4. Con l’appello in esame n. 7805 del 2014, notificato il 16 settembre 2014, il Comune di Milano ha impugnato la sentenza del TAR, deducendo preliminarmente che il ricorso di primo grado sarebbe inammissibile, sia per carenza di interesse a ricorrere, sia per mancata sua notifica ad almeno un controinteressato.

Il Comune ha altresì dedotto che il TAR ha erroneamente accolto le censure della società appellata, poiché la delibera n. 1497 del 2012:

- ha attribuito adeguato rilievo alle iniziative economiche poste in essere dai concessionari dei locali della Galleria, e cioè alle cessioni di rami di aziende, per la prevista possibilità di subentro nel rapporto concessorio di imprese da loro individuate;

- allo stesso tempo ha valorizzato il patrimonio comunale, prevedendo la percezione – da parte dell’Amministrazione - di un canone raddoppiato rispetto a quello precedente, qualora soggetti privati vogliano investire nei locali della Galleria, subentrando ai concessionari quali cessionari d’azienda;

- ha rispettato i principi europei e nazionali sulla scelta dei concessionari mediante la pubblica gara, poiché – nel caso di subentro del cessionario - comunque l’originaria concessione conserva il suo termine finale di efficacia, con il conseguente obbligo di bandire una gara ulteriore al termine della naturale scadenza della concessione originaria.

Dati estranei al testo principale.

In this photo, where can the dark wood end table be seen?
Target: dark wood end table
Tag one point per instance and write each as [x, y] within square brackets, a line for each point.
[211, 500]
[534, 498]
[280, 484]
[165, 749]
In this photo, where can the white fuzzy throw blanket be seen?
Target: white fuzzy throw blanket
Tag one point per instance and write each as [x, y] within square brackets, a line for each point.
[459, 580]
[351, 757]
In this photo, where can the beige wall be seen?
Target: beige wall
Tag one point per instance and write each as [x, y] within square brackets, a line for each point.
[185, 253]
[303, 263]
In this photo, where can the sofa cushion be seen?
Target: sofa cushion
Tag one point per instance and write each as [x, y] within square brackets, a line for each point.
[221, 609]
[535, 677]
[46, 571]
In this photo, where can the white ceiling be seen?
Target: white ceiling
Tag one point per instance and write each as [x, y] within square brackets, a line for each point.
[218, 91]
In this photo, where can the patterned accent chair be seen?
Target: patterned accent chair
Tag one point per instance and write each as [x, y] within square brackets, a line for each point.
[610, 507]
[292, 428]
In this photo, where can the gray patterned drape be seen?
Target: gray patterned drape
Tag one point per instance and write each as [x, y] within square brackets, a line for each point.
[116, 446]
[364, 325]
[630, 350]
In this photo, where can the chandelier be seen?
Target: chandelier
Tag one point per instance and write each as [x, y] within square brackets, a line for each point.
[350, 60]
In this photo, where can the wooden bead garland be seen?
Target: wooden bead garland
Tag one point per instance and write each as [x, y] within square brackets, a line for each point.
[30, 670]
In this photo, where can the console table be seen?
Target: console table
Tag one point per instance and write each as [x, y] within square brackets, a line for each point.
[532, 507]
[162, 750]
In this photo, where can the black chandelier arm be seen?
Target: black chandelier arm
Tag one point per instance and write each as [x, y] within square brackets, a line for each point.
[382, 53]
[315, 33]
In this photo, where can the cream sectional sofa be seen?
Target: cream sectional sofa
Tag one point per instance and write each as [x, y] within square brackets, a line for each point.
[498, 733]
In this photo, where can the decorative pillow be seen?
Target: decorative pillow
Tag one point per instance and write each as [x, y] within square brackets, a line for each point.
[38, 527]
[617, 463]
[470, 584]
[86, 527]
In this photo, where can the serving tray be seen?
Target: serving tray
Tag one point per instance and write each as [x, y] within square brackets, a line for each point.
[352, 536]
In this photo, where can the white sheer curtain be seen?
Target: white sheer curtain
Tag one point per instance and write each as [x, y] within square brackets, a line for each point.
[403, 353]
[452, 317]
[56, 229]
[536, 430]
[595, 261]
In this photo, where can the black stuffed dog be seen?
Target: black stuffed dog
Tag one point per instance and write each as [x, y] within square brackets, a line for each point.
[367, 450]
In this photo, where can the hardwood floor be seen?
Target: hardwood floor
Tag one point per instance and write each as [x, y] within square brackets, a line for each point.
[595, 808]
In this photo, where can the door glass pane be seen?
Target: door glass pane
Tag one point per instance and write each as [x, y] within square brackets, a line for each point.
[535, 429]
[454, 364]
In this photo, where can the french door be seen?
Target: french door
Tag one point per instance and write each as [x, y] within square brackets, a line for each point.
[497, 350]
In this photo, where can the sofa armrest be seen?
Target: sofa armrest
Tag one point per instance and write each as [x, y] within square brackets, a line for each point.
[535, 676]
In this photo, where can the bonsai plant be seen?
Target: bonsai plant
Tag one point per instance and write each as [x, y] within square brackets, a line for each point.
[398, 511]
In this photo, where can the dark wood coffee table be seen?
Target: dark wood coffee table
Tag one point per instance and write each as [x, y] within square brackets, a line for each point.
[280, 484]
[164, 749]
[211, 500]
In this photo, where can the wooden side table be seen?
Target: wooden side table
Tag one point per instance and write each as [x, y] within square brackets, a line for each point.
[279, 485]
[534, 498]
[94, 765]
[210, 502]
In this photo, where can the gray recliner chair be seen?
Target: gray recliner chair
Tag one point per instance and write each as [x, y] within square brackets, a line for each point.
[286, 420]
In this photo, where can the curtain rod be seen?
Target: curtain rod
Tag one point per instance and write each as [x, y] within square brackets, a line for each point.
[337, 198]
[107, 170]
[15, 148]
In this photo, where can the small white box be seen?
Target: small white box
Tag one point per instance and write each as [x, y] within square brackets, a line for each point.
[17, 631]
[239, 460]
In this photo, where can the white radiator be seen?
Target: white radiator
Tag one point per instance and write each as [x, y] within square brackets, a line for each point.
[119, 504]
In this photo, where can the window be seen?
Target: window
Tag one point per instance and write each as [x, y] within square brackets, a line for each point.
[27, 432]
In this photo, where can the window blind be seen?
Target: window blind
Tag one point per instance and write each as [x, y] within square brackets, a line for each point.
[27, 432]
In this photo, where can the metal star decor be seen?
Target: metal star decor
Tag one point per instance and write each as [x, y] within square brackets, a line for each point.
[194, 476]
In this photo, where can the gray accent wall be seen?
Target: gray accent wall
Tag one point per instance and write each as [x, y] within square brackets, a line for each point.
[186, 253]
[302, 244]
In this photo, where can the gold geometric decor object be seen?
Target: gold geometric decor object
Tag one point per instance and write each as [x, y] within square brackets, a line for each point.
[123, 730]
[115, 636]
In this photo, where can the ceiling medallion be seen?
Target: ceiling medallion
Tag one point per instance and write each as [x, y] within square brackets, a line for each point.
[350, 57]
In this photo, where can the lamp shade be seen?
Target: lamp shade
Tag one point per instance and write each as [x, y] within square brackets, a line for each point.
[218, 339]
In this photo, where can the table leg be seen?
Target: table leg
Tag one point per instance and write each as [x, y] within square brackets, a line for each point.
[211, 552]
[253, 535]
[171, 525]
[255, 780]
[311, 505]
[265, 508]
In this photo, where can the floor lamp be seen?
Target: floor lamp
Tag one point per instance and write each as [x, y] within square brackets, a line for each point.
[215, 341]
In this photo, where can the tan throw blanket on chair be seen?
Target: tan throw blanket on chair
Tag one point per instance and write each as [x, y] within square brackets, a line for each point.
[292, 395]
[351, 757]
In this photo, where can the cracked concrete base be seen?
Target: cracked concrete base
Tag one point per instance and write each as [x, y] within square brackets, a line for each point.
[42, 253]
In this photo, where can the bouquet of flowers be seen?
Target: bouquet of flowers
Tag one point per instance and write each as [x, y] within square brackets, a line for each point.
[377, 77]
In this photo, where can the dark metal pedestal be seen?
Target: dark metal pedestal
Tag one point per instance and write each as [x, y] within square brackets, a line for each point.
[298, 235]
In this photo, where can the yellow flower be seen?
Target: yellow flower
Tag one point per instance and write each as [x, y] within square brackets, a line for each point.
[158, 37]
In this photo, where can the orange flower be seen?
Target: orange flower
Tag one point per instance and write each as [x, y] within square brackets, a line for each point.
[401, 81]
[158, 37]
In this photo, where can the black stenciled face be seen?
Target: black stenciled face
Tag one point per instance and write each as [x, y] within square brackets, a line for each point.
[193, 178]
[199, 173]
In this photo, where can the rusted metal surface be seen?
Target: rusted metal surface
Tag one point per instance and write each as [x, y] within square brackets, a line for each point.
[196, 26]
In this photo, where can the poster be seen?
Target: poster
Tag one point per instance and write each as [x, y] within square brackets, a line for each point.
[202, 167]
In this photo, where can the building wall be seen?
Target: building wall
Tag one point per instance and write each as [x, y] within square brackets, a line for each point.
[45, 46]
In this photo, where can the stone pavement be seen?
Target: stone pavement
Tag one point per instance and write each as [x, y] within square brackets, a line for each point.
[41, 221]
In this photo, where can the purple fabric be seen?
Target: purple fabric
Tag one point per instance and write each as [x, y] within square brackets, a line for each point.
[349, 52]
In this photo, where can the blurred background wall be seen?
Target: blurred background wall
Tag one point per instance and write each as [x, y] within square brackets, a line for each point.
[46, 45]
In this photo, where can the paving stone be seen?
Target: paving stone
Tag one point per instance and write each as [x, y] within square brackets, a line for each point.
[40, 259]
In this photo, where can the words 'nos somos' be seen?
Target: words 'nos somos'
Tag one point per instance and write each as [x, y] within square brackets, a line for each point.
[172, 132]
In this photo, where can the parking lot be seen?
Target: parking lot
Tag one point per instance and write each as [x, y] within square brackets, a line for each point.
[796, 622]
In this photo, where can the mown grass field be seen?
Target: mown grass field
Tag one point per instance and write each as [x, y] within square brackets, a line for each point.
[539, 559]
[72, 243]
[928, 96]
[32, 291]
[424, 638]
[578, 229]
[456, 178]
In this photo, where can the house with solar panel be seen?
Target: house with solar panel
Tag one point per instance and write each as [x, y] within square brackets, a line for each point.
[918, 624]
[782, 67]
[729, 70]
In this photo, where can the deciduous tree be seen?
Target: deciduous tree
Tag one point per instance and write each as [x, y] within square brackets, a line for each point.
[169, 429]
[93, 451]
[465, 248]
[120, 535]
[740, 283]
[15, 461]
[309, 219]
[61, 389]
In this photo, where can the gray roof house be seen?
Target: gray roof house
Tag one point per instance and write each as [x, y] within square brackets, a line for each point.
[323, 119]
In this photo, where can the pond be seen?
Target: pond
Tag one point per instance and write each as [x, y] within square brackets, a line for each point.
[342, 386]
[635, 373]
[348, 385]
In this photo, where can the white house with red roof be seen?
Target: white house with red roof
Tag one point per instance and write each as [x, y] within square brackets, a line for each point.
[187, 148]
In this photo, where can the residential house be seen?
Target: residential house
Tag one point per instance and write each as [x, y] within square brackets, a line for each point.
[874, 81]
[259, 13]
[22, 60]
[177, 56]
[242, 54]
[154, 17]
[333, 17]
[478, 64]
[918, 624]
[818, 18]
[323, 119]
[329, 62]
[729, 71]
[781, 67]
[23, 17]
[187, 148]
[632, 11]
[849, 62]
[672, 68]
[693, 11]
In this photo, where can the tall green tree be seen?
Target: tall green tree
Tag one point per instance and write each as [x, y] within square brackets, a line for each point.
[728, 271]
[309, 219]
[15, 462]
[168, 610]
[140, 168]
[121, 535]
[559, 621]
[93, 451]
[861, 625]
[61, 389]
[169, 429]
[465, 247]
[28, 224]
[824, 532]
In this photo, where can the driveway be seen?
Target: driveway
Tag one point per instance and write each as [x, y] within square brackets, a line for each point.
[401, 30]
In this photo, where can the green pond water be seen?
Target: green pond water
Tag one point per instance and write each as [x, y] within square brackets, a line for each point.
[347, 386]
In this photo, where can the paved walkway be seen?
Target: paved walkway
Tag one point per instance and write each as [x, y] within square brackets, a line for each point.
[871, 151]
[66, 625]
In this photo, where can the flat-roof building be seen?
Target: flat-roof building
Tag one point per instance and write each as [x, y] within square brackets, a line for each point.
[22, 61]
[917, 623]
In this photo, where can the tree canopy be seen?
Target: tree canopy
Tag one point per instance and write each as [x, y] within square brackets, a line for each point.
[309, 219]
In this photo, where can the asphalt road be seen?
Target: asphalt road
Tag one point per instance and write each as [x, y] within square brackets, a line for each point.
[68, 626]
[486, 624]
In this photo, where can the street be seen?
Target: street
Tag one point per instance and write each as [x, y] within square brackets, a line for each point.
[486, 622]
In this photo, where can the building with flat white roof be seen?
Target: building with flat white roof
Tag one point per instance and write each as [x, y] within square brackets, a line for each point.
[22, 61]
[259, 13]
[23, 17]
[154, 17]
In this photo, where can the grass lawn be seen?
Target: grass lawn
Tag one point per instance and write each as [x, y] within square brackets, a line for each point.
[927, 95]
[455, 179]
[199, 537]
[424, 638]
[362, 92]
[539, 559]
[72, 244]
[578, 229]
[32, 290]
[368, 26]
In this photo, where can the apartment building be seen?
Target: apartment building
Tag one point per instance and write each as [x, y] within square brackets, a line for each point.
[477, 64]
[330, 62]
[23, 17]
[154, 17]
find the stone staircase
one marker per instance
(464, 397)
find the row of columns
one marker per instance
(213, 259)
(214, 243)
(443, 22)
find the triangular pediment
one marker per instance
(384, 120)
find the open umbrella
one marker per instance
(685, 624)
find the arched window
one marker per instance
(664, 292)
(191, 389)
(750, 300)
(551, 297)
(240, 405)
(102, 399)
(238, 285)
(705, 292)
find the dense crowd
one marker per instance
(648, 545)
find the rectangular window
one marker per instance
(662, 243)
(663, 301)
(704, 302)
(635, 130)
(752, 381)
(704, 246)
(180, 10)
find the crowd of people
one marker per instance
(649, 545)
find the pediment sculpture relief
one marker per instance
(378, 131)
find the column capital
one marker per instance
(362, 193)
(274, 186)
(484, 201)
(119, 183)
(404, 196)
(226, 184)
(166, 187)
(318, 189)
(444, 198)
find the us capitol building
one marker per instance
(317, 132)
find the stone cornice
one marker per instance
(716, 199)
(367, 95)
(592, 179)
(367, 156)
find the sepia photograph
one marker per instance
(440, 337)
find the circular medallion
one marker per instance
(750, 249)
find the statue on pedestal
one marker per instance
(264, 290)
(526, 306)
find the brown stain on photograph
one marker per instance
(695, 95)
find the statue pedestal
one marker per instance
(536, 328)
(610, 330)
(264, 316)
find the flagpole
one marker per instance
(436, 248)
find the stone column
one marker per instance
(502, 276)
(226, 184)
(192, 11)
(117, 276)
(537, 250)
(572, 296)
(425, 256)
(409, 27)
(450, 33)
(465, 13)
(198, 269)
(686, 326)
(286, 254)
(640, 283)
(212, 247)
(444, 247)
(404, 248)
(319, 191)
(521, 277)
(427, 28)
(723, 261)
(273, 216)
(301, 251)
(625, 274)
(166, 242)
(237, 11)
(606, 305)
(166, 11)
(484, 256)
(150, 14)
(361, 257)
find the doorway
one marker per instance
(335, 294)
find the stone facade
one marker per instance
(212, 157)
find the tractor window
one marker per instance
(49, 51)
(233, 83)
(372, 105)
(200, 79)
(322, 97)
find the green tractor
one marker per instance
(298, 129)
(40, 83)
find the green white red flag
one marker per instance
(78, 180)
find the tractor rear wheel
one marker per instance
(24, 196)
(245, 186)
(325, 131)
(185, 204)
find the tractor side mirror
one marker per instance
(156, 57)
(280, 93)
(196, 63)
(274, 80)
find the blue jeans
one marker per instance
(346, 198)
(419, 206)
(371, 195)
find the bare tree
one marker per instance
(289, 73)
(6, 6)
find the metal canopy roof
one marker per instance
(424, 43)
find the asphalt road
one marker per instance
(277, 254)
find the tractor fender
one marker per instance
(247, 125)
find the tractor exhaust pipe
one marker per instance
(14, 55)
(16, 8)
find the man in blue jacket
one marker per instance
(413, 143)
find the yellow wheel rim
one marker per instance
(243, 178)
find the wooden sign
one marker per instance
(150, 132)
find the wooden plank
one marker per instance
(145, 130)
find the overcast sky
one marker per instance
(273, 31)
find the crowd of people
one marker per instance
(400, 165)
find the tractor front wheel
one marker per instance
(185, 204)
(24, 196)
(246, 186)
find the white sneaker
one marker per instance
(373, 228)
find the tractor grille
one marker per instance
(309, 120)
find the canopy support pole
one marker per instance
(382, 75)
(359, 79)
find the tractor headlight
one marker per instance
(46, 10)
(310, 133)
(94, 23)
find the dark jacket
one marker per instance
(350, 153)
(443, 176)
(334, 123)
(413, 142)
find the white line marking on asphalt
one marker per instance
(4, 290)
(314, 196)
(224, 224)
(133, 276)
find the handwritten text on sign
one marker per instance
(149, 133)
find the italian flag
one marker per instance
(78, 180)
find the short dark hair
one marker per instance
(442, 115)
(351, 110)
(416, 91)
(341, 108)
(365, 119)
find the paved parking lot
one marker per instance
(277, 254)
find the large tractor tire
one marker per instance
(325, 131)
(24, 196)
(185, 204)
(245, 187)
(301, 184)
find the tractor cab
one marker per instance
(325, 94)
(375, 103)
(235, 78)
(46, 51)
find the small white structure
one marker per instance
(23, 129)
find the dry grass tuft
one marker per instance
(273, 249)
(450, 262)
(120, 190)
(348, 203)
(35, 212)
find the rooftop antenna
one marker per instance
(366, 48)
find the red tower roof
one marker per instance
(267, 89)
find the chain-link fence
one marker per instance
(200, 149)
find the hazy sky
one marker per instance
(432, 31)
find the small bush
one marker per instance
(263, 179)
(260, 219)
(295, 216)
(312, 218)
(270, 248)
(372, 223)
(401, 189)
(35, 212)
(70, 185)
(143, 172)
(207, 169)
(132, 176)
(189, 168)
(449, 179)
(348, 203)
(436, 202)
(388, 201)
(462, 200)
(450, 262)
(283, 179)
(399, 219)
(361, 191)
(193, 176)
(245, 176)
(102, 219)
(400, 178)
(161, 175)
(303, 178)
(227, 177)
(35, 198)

5. La sentenza del TAR è stata impugnata anche con l’appello n. 7989 del 2014, notificato in data 6 ottobre 2014 dalle imprese indicate in epigrafe, esercenti attività commerciali in locali situati all’interno della Galleria, nonché dall’Associazione Salotto di Milano, nella sua qualità di ente esponenziale delle medesime imprese.

Con tale atto di appello, le imprese e le associazioni hanno rilevato di non aver ricevuto la notifica del ricorso di primo grado, e quindi di non aver rivestito la qualità di parte originaria nel giudizio innanzi al TAR, ed hanno anch’esse contestato la sentenza del TAR, deducendo che la delibera n. 1497 del 2012 ha concretizzato un “ampliamento della libertà di impresa”, oltre un immediato vantaggio per il Comune.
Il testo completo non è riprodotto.